You may need to add additional NeverShun addresses/networks at this stage, or increase/decrease the number of shuns active at any one time (configurable on the sensor), or possibly change which devices are being managed or even add more devices to be managed by the sensor.

Then continue adding the shunning action to the other High severity signatures.

Once you have gotten through most or all of the Highs then you can start adding the Medium severity signatures.

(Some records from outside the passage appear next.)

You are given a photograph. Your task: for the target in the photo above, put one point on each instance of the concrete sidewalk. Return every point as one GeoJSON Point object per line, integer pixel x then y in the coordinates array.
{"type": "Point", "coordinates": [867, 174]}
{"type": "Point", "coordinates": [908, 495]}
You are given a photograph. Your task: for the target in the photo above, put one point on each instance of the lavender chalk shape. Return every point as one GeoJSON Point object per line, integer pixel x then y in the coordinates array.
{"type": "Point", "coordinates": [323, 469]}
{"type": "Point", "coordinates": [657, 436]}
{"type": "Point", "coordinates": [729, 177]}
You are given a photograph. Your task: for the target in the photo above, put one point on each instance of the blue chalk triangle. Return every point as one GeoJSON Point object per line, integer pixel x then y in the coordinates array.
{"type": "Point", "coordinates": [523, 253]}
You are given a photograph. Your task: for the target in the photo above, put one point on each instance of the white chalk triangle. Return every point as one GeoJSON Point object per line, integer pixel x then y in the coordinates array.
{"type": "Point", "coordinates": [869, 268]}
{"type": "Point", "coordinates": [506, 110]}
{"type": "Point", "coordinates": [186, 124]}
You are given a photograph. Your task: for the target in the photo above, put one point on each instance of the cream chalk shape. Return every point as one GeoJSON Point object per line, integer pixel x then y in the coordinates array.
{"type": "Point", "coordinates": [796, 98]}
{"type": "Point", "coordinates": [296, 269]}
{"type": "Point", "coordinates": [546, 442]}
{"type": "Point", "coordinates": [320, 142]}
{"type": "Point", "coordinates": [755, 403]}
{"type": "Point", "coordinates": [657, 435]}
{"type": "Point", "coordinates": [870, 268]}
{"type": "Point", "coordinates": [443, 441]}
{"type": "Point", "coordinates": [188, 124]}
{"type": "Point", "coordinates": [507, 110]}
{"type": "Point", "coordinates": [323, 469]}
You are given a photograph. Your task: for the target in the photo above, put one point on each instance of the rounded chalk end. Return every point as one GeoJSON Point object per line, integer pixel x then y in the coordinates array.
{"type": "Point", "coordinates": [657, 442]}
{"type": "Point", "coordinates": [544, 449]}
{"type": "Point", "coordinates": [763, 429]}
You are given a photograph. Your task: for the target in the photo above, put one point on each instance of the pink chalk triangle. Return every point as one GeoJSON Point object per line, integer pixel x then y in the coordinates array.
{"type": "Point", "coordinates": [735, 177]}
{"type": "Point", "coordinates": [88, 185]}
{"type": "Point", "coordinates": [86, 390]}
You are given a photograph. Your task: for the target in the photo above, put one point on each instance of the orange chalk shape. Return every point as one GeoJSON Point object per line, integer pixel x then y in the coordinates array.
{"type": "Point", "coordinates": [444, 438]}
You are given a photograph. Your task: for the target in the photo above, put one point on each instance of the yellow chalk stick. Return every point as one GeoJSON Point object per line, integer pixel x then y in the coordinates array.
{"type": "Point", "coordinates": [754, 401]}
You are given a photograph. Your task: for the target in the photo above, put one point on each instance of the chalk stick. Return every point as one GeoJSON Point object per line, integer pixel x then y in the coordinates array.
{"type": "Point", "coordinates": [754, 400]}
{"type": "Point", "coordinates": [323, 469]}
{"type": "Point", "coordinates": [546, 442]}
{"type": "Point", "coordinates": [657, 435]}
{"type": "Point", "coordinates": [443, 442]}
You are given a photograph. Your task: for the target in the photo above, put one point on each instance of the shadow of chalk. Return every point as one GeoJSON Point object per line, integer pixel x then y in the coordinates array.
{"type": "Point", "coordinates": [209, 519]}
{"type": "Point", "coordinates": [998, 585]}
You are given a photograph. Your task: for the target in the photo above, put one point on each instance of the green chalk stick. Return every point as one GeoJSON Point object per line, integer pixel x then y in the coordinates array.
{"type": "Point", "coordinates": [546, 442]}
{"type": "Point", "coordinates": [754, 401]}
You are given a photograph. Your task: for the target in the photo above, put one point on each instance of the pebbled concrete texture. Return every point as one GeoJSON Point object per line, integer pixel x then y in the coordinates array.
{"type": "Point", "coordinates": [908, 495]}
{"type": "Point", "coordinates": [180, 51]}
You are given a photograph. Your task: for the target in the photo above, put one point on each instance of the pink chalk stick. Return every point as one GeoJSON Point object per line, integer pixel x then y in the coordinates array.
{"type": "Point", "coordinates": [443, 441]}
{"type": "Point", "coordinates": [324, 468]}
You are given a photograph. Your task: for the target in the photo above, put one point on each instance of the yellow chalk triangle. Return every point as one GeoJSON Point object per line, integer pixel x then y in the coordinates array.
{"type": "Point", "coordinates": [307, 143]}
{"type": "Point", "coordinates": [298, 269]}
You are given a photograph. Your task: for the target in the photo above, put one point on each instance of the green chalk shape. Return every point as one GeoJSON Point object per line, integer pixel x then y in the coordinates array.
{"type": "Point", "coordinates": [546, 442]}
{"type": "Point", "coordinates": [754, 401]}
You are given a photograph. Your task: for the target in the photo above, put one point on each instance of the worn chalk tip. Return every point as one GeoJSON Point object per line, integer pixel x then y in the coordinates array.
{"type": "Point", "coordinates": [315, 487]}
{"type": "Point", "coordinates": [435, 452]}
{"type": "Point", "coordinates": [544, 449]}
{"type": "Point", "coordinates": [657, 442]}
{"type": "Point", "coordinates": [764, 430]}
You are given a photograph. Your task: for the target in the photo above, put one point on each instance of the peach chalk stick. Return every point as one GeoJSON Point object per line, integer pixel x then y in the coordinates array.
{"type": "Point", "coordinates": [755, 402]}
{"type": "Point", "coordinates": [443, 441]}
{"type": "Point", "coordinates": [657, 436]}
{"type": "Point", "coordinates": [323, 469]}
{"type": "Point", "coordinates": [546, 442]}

NOTE: In case you hadn't realized, the terms shunning and blocking mean the same thing in Cisco IDS. Some interfaces changed from shunning to blocking to be better understood overseas.

NOTE2: For most signatures, the shunning will not prevent the attack, but is a way to respond to the attack. The attack is already underway and may even be complete when the sensor alarms, and the shun is executed. This is because the sensor sees the attack packets at the same time that the destination sees the packets. So we are unable to prevent the destination from seeing the packet.

What shunning does do is prevent future attacks from the same source, and prevents the source from continuing the attack. If the attack gained the user root access, the shun prevents the user from doing anything with the root access because the attacker can no longer reach the destination machine. It also helps prevent the same attacker executing attacks against other machines on the same network.